US retailers tempering import plans

US retailers tempering import plans

Port of Los Angeles.

“There have been record high levels of imports over the past several months, primarily due to raised inventories ahead of expected tariff increases,” said Ben Hackett, founder of Hackett Associates. (Above: The Port of Los Angeles.) Photo credit: Shutterstock.com.

Having imported spring merchandise earlier than usual because of tariff fears, retailers will back off slightly in their import demands this month and next, and imports in the first half of 2019 will be lower than normal, according to the National Retail Federation (NRF).

“With the holiday season behind us, the immediate pressure to stock up on merchandise has passed, but retailers remain concerned about tariffs and their impact on the nation’s economy,” Jonathan Gold, the NRF’s vice president for supply chain and customs policy, stated in this month’s Global Port Tracker published by the NRF and Hackett Associates.

The Global Port Tracker, which projects imports six months out, says imports in January are projected to total 1.75 million TEU, down from an estimated 1.79 million TEU in December and down 0.9 percent from January 2018. February imports are forecast at 1.67 million TEU, down 0.9 percent from February 2017. March imports are projected to drop to 1.55 million TEU and will be lower than in February 2019 but up 0.6 percent from March 2018. April imports will increase to 1.69 million TEU, up 3.7 percent year over year. May imports are projected to increase to 1.8 million TEU but will be down 1.3 percent from May 2018, according to the Global Port Tracker.

Imports in calendar year 2018 were projected to total 21.6 million TEU, an increase of 5.3 percent from 2017, which was a record year. Therefore, the projected slower start in the first half of 2019 indicates that a sizable amount of spring merchandise was front-loaded in 2018.

2018 imports projection

Import movements in February and March naturally vary from year to year based on the Lunar New Year celebrations when factories in Asia close for a week or two. The holiday this year falls on Feb. 5. However, retailers’ importing strategy is marked by uncertainty because of Trump administration tariffs affecting more than $200 million of imports from China. The 10 percent tariffs last autumn resulted in an early peak season for the holidays, with imports surging in July. The administration’s threat to raise the tariffs to 25 percent on Jan. 1 produced a front-loading of spring merchandise, but the agreement to postpone the tariffs until March 1 relieved some pressure on retailers to continue the front-loading. Negotiations between the United States and China are under way this week.

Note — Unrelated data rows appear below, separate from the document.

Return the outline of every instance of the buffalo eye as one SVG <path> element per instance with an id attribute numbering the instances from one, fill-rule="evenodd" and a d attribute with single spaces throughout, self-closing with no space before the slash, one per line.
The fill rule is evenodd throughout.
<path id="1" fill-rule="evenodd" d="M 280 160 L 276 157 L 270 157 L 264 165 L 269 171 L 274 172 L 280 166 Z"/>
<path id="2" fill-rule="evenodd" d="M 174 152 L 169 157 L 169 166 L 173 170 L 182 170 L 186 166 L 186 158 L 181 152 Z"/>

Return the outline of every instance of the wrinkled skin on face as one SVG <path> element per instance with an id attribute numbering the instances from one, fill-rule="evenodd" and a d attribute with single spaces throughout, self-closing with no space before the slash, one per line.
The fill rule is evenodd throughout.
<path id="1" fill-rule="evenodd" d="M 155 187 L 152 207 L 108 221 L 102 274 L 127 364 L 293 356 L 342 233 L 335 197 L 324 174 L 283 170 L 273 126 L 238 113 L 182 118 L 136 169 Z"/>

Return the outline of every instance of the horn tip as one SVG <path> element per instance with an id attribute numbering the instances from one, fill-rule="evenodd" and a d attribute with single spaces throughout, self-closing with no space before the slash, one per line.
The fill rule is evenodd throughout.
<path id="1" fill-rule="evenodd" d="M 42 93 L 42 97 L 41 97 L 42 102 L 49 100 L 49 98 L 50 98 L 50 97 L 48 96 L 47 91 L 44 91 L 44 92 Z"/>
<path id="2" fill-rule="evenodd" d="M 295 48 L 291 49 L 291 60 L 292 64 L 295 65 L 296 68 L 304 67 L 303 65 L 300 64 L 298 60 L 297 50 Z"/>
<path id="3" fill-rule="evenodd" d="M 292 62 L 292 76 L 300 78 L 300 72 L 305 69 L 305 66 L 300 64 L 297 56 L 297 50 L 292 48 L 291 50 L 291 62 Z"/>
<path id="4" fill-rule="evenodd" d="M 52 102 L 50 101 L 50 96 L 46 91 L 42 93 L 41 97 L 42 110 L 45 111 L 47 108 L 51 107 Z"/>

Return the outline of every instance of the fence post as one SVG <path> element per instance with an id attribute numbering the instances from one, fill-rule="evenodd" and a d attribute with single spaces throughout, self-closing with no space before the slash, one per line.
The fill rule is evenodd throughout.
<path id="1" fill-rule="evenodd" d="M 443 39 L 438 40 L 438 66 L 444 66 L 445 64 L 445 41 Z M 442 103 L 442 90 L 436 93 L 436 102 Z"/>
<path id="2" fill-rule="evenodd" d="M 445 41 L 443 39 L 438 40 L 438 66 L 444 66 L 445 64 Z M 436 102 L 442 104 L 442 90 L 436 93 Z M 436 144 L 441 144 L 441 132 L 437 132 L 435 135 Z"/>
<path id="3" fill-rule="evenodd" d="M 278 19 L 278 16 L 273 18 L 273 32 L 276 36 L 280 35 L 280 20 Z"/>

“There have been record high levels of imports over the past several months, primarily due to raised inventories ahead of expected tariff increases,” said Ben Hackett, founder of Hackett Associates.

The melding of peak-season imports with spring merchandise has resulted in elevated spot rates in the eastbound Pacific since summer. The Freightos Baltic Index published on Tuesday stated that the spot rate from China to the West Coast jumped 16 percent this week to $2,003 per FEU, and the East Coast rate increased 13 percent to $3,137 per FEU. The spot rates could increase further in the coming weeks if negotiators are not able to end the trade war soon.”If the tariffs go back on, prices will go up again,” Freightos stated. The West Coast spot rates this week are 37 percent higher than in Week Two of 2018, and the East Coast rate is up 32 percent.